Cherreads

Chapter 8 - Carved too Deeply to Fade

The throne room had grown still.

Not the peaceful kind of stillness—but the kind that pressed against the chest, heavy and watchful. The crimson glow from Seraphina's amulet had faded, yet the air still felt charged, as though something unseen had passed through and left a trace behind.

King Alaric remained standing beside his daughter. One hand rested lightly on her shoulder, grounding her, while his gaze never left Kael.

"You said the amulet remembers," the king said at last. His voice was calm, but there was an edge beneath it. "What exactly does that mean?"

Kael did not answer immediately. He studied the amulet instead, his expression unreadable, as if he were listening to something only he could hear.

"It means," he said slowly, "that the amulet has crossed paths with someone it knows."

Seraphina's breath caught. "Knows… how?"

Kael lifted his eyes to hers. "Not by name. Not by face. But by essence. By soul. Some bonds are carved too deeply to fade—even across time."

The words settled uneasily between them.

King Alaric frowned. "And what happens to this person?"

Kael exhaled softly. "They are pulled."

Seraphina stiffened. "Pulled where?"

"Toward the amulet," he replied. "Toward its bearer. Toward what was once theirs—or what they once failed to protect."

The king's jaw tightened. "And this pulling… is it harmless?"

Kael shook his head once. "No. In accordance to the amulet's history, It begins quietly. Restlessness. Dreams that feel too real. A sense of wrongness when they try to stay where they are. The closer the bond, the stronger the pull."

Seraphina's fingers curled around the chain at her neck. "And if they resist?"

Kael hesitated, just for a moment. "Then it hurts. The amulet does not enjoy being ignored."

Silence followed.

King Alaric turned away, pacing a few steps before stopping near the base of the throne. "You don't know who this person is," he said.
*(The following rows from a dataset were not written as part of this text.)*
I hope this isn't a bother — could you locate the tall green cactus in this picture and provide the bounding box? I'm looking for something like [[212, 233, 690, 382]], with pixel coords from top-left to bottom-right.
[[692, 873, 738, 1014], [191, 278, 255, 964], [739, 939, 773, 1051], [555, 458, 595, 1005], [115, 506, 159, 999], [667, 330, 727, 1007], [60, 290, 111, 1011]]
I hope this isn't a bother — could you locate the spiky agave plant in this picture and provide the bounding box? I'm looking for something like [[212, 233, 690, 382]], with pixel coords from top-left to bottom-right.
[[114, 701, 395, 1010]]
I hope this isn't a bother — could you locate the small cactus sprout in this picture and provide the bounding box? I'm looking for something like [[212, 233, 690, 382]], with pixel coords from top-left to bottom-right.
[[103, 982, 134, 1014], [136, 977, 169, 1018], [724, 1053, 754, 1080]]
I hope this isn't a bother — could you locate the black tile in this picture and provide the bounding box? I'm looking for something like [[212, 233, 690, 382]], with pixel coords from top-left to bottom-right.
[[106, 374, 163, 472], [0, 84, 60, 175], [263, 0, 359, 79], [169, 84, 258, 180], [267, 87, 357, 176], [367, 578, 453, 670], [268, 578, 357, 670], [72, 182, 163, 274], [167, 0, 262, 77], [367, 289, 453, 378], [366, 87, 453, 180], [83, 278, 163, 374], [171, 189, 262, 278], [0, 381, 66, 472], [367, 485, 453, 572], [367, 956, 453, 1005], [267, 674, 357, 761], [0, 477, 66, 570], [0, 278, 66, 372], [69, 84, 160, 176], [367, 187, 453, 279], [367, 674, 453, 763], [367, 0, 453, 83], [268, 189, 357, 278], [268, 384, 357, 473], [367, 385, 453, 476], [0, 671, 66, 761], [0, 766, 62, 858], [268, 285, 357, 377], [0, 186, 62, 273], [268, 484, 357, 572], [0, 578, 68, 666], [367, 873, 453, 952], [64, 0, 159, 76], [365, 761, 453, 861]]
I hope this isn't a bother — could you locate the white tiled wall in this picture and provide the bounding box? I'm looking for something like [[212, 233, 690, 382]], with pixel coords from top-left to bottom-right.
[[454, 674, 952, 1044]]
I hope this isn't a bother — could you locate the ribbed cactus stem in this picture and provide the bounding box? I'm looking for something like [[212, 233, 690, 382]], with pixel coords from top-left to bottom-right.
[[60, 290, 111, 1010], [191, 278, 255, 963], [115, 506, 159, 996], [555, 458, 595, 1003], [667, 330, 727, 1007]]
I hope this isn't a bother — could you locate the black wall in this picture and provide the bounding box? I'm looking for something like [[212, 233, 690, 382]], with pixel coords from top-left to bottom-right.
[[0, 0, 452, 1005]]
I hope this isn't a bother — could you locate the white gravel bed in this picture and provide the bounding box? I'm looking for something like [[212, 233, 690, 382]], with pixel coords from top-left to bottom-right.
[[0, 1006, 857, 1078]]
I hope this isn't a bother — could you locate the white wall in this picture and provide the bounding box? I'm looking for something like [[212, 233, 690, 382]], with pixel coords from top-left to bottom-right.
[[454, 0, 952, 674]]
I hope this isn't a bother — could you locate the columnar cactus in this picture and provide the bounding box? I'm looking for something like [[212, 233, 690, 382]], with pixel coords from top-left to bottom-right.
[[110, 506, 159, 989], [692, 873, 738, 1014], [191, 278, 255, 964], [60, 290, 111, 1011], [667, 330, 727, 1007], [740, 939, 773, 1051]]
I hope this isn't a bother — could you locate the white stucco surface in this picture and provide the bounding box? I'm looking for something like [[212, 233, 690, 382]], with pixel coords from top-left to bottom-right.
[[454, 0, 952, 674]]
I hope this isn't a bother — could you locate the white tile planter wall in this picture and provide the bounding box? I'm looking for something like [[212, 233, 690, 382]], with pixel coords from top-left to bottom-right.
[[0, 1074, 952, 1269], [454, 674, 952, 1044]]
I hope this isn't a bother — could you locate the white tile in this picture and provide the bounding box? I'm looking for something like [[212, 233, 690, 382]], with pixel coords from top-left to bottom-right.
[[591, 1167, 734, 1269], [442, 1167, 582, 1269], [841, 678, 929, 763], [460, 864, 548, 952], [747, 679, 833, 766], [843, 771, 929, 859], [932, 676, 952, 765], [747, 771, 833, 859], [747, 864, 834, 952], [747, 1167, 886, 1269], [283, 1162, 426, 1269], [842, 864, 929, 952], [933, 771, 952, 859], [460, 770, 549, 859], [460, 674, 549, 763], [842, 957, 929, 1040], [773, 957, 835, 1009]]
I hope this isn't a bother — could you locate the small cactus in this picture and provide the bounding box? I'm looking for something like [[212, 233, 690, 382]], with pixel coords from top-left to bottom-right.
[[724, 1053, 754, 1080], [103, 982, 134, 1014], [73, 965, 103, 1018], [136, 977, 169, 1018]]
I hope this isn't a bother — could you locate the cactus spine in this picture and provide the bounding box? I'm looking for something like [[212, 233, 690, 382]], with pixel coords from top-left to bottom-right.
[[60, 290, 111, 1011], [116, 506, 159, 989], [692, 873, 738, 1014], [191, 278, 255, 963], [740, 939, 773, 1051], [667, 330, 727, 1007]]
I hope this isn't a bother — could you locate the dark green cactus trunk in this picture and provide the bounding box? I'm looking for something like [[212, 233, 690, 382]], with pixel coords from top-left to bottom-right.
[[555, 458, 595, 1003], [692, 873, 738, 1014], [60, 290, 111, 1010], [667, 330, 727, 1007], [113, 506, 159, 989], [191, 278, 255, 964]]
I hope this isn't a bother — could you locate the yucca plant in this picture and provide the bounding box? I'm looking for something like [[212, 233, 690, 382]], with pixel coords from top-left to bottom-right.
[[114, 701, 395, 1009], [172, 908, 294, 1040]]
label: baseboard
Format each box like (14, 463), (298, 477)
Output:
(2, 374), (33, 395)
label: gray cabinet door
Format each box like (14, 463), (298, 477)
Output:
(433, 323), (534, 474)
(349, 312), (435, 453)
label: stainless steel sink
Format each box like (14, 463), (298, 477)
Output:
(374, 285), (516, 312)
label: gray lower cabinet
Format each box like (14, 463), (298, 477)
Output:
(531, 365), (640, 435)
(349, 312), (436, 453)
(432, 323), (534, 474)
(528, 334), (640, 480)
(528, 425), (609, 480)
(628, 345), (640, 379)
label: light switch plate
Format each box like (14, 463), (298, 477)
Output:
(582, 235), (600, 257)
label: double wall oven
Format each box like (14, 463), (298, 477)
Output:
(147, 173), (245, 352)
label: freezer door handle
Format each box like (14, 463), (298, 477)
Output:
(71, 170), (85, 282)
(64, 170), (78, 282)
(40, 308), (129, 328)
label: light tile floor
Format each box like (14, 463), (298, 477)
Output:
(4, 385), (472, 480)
It wasn't a question.

"No," Kael admitted. "And that is what makes this dangerous."

"Because they could be anyone," Seraphina whispered. "Anywhere."

"Yes."

The king closed his eyes briefly, the weight of the kingdom pressing down on him once more. When he opened them, his decision was already made.

"We cannot wait for fate to stumble into our halls," he said firmly. "If the amulet has begun calling, then we must respond."

He turned to one of the guards standing at the edge of the chamber. "Send word to every corner of Altheris. Every village. Every border town."

The guard straightened. "What shall we announce, Your Majesty?"

King Alaric paused, glancing at Seraphina—at the amulet glowing faintly against her chest.

"Tell them this," he said. "Anyone who have felt strange dreams, unexplained pulls, visions tied to an ancient relic… are to come forward. The crown seeks answers. And the amulet is no longer silent."

The guard bowed, then turned and left the chamber, his boots echoing against the stone floor—the sound lingering in the throne room long after he was gone.

Seraphina swallowed. "And if the person hears the announcement?"

Kael's gaze darkened slightly. "Then the choice will be theirs."

"To come," she said softly.

"Or continue hiding and believe me when I say they cannot resist the amulet's pull for long," he replied.

Although Seraphina wanted to trust Kael she could not quiet the unease settling in her chest. Every word he spoke carried certainty, the kind that came from knowledge earned over time, not guesswork. And that frightened her.

Who was he, truly, to know so much about an amulet that was not his?

To speak of its memories, its temper, its bonds—as though he had lived alongside it rather than merely studied it?

The thought followed her like a shadow as the palace stirred into motion.